Working on the Swift compiler with Jetbrains AppCode

Just a few weeks ago, Apple open-sourced the Swift compiler and standard library. This is exciting news for the Swift community: not only will Swift development now be done in the open, but the availability of Swift's source makes it possible to port Swift to other platforms.

The Swift codebase is very large (approaching 400k lines of C++ code, including test cases) so an IDE to help you navigate through it would be ideal. I'm partial to the Jetbrains tools, but wasn't sure if I could use them to browse the Swift source tree. I had some difficulty getting CLion to use the CMake scripts in the Swift repo and was about to give up. Fortunately, I noticed in the bottom of Swift's README that there's a script to generate an Xcode project from the Swift repo.

So here's how I generated the Xcode project and was able to work on Swift using AppCode:

1. Create a new parent directory, cd into it and clone the Swift repo:

$ mkdir Swift
$ cd Swift
$ git clone https://github.com/apple/swift.git

2.  Prep the Swift repo, per the instructions in the README. This will import other tools that Swift depends on (like cmark and some LLVM tools)

$ cd swift
./utils/update-checkout --clone

3.  Generate the Xcode project:

$ utils/build-script -X --skip-build -- --reconfigure

4. Now open AppCode and click File | Open...

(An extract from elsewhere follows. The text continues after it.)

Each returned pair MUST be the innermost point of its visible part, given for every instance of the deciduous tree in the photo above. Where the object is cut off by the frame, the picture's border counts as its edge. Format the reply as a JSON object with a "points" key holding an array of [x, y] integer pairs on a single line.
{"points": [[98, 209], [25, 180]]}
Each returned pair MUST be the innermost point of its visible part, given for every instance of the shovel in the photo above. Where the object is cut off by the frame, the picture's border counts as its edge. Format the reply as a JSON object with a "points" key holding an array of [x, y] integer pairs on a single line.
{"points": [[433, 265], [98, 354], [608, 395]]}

5. Find the outer Swift directory you created in step 1 (the one that holds the Swift repo and all its associated tools).

6. Open the build folder, then open Xcode-DebugAssert. You'll see a folder that looks like swift-macosx-x86_64 (the exact name may differ based on your system).

Just open this folder in AppCode, wait for indexing to complete, and you'll be able to browse and Edit the Swift source from AppCode!